Lipid nanoparticles can be formed through several methods, including mechanical methods, replacement of organic solvents with aqueous media and detergent removal methods. The most common method for the nanoparticle liposome formation includes the formation of lipid films and hydration of the film with an aqueous buffer. As a nanoparticle preparation method and owing to its robust, scalable and reproducible factors, microfluidics has widely attracted people’s attention. The accurate production of nanoparticles can be achieved by microfluidic preparation method through the controlling of flow rate ratio, total flow rate, organic solvent and lipid concentrations. The particles produced by microfluidic method show smaller size, higher drug loading and narrower size distribution. The preparation of lipid nanoparticles is a major part of developing controlled, targeted lipid delivery systems for therapeutics.

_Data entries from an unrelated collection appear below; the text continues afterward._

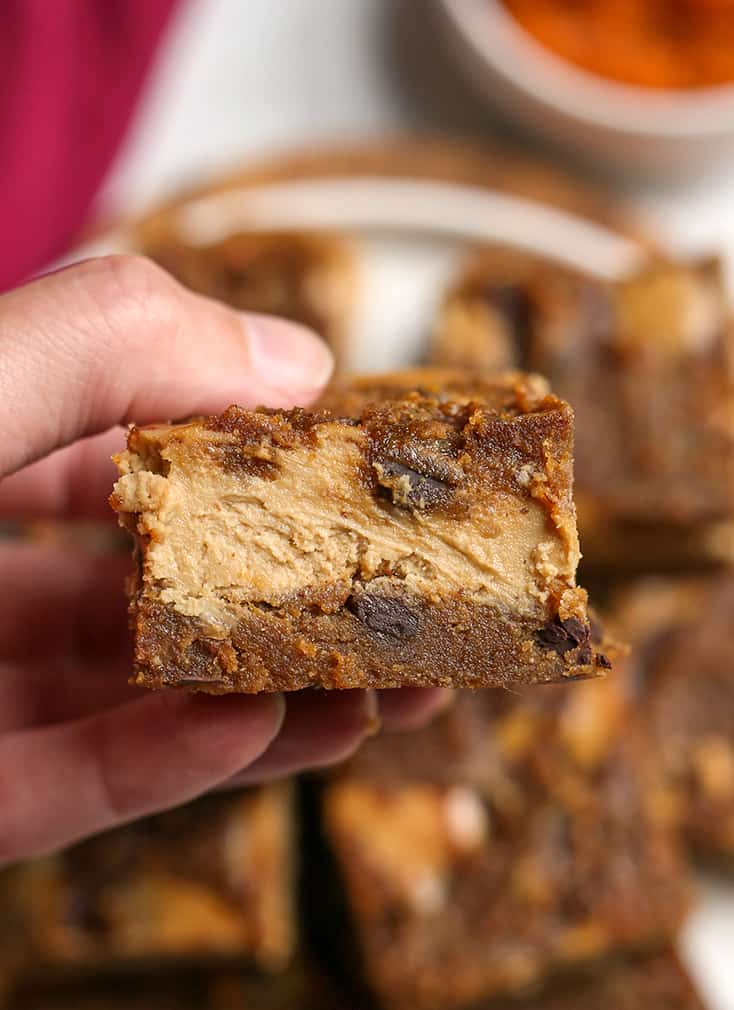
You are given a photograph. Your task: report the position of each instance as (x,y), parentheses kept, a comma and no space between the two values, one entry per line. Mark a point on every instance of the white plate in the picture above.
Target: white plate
(410,236)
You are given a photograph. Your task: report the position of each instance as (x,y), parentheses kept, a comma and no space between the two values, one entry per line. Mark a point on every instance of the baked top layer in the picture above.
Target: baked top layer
(420,538)
(683,636)
(646,366)
(208,881)
(515,839)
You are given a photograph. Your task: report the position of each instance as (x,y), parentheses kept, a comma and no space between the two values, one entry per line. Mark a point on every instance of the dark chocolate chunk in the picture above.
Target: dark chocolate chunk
(562,635)
(410,489)
(385,615)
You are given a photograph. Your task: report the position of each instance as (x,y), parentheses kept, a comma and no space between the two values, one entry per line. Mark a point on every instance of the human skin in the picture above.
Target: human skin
(84,351)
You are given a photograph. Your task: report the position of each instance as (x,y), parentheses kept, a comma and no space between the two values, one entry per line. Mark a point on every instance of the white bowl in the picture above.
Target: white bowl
(617,125)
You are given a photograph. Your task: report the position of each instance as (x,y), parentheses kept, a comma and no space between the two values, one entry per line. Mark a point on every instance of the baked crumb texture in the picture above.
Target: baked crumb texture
(208,882)
(519,839)
(646,365)
(417,529)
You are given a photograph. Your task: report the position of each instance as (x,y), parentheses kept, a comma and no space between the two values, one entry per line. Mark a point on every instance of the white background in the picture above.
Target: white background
(240,78)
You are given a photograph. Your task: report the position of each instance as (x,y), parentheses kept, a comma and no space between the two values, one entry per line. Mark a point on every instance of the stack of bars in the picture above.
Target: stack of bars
(532,847)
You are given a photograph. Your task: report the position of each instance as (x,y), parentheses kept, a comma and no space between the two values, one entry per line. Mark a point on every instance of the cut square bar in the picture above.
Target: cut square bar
(419,531)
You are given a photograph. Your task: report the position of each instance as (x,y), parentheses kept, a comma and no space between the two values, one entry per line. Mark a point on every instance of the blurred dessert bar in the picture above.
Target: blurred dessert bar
(655,982)
(403,536)
(683,632)
(646,364)
(230,988)
(210,881)
(310,278)
(519,838)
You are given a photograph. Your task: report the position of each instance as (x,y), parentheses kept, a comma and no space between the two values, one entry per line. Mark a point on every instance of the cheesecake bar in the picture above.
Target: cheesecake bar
(297,988)
(646,365)
(520,838)
(206,882)
(683,635)
(656,982)
(309,278)
(416,529)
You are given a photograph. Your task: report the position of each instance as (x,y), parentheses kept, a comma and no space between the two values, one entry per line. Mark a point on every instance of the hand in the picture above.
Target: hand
(83,351)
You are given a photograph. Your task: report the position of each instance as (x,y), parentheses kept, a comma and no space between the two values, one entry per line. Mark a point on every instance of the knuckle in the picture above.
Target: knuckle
(131,293)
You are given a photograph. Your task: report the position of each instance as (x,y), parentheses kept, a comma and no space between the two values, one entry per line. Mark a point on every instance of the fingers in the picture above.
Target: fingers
(320,728)
(323,728)
(63,783)
(73,483)
(411,708)
(115,339)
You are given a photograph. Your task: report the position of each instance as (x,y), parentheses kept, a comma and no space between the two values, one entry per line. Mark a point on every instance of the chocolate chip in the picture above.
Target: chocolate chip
(385,615)
(562,635)
(408,488)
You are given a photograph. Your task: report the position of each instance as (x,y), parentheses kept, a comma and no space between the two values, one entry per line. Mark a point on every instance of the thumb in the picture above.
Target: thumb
(116,339)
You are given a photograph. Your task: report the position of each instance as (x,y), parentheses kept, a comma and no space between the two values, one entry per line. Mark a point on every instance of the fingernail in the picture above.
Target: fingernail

Containing a lipid derivative of an MRI contrast agent and a model photosensitizer, zinc phthalocyanine, a theranostic liposome was prepared through the thin lipid film hydration (TLH) method. The researchers went on a study that compared the TLH prepared theranostic liposomes to those prepared via microfluidics.

The study found that microfluidics offers some advantages for theranostic lipid nanoparticle preparation. The zinc phthalocyanine photosensitizer was shown to incorporate significantly better through microfluidics than by the TLH method. The loading capacity of the photosensitizer was 2-3 times than that was found in lipid nanoparticles prepared by TLH. The lipid nanoparticles prepared through microfluidics were also found to have improved relaxation which was able to improve the MRI contrast and reduce the dosage of contrast agent. In addition, the study demonstrated that the a high surface area to volume ratio to a lower PPC to zinc phthalocyanine photosensitizer ratio could result in the increased diffusion of water molecules through the lipid nanoparticle membrane and enable interactions with paramagnetic centers. Although the properties of the lipid nanoparticles remained unchanged when switching from the TLH preparation method to microfluidics, the microfluidics did show more potential advantages than traditional TLH method.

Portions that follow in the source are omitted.